General information
- Type: Homebuilt aircraft
- National origin: Germany
- Manufacturer: L and B Hinz
- Status: Production completed

History
- Developed from: Hinz BL1-KEA

= Hinz BLT-ARA =

German homebuilt aircraft

The Hinz BLT-ARA is a German homebuilt aircraft that was designed and produced by L and B Hinz of Filderstadt. When it was available the aircraft was supplied as in the form of plans and a 300-page builder's manual for amateur construction.

==Design and development==
The BLT-ARA is a development of the earlier Hinz BL1-KEA which was first flown in 1989.

The BLT-ARA features a cantilever low-wing, a two-seats-in-side-by-side configuration enclosed cockpit under a bubble canopy, T-tail, retractable conventional landing gear and a single engine in tractor configuration.

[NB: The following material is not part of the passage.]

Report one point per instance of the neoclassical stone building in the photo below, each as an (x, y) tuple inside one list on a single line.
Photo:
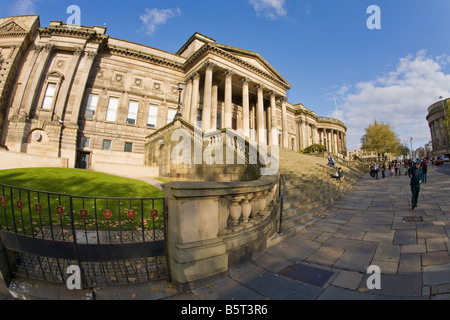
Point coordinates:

The aircraft is made from fibreglass, using a moldless construction technique. Its 10.1 m span wing has a wing area of 12.0 m2. The wings and tailplane are detachable, similar to a glider's to allow ground transport or storage in a trailer. The cabin width is 101 cm. The acceptable power range is 90 to 110 hp and the standard engine used is the 95 hp Limbach L2400 powerplant.

The BLT-ARA has a typical empty weight of 454 kg and a gross weight of 726 kg, giving a useful load of 272 kg. With full fuel of 100 L the payload for the pilot, passenger and baggage is 201 kg.

The manufacturer estimated the construction time from the supplied plans as 3000 hours.

==Operational history==
By 1998 the company reported that 13 sets of plans had been sold.